Table 1. Current guidelines for the diagnosis of suspected sarcomas.^a

Diagnosis

1.  Accurately record location, shape, and size of all masses that occur at injection sites.

2.  Assume all masses that occur at injection sites are malignant until proven otherwise. Further diagnostics and management are indicated if:

a.  The mass persists for more than 3 months following injection.

b.  The mass is greater than 2cm in diameter.

c.  The mass is increasing in size beyond one month post-injection.

3.  If a mass displays any one of the criteria listed above, a diagnostic biopsy should be performed without compromising future definitive therapy. Fine needle aspiration cytology is considered unreliable in the diagnosis of VAS.

^a This information is adapted from the current recommendations of the Vaccine Associated Feline Sarcoma Task Force Guidelines.

Table 2. Current guidelines for the treatment of suspected sarcomas.^b

Treatment

1.  Complete staging including pre-operative lab tests and thoracic radiographs should be performed.

2.  For optimal outcome, VAS should have advanced imaging such as computed tomography (CT) or magnetic resonance imaging (MRI) performed for therapeutic planning.

3.  Never "shell out" a sarcoma.

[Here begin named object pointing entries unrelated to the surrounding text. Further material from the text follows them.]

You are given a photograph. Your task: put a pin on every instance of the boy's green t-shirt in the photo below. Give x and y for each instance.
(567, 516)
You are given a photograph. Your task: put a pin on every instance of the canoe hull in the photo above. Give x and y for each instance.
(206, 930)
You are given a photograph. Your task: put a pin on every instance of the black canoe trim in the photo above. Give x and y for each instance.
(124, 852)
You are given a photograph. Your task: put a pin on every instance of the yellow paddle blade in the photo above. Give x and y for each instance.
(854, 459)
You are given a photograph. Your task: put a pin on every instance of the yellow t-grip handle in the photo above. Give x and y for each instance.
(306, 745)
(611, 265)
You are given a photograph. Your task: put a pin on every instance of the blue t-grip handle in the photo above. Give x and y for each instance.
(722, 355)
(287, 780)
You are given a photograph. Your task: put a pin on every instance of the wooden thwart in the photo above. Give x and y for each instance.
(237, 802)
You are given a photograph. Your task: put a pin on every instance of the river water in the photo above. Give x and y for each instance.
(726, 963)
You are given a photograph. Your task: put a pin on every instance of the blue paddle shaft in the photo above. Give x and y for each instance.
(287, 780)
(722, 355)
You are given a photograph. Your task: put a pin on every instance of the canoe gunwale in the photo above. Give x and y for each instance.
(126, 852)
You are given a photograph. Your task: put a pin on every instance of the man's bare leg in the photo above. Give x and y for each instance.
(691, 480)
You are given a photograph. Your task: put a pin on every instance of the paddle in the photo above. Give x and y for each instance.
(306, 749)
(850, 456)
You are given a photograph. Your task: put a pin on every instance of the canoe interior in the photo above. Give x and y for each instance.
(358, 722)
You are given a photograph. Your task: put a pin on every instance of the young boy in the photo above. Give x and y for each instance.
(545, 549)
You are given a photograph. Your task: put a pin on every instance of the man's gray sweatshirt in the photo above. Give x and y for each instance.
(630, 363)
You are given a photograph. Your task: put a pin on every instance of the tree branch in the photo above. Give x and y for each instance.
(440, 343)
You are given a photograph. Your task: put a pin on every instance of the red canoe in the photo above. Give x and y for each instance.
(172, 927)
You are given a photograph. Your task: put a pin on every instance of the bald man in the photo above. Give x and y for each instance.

Incomplete surgical removal can result in treatment failure.

4.  Consultation with an oncologist will aid in the initiation of optimal treatment planning, which may include multi-modality therapy.

5.  Submit the entire specimen for histopathology.

6.  Report all histologically confirmed VAS to the manufacturer and to U.S. Pharmacopeia Veterinary Practitioners' Reporting Program. (1-800-487-7776)

^b This information is adapted from the current recommendations of the Vaccine Associated Feline Sarcoma Task Force Guidelines.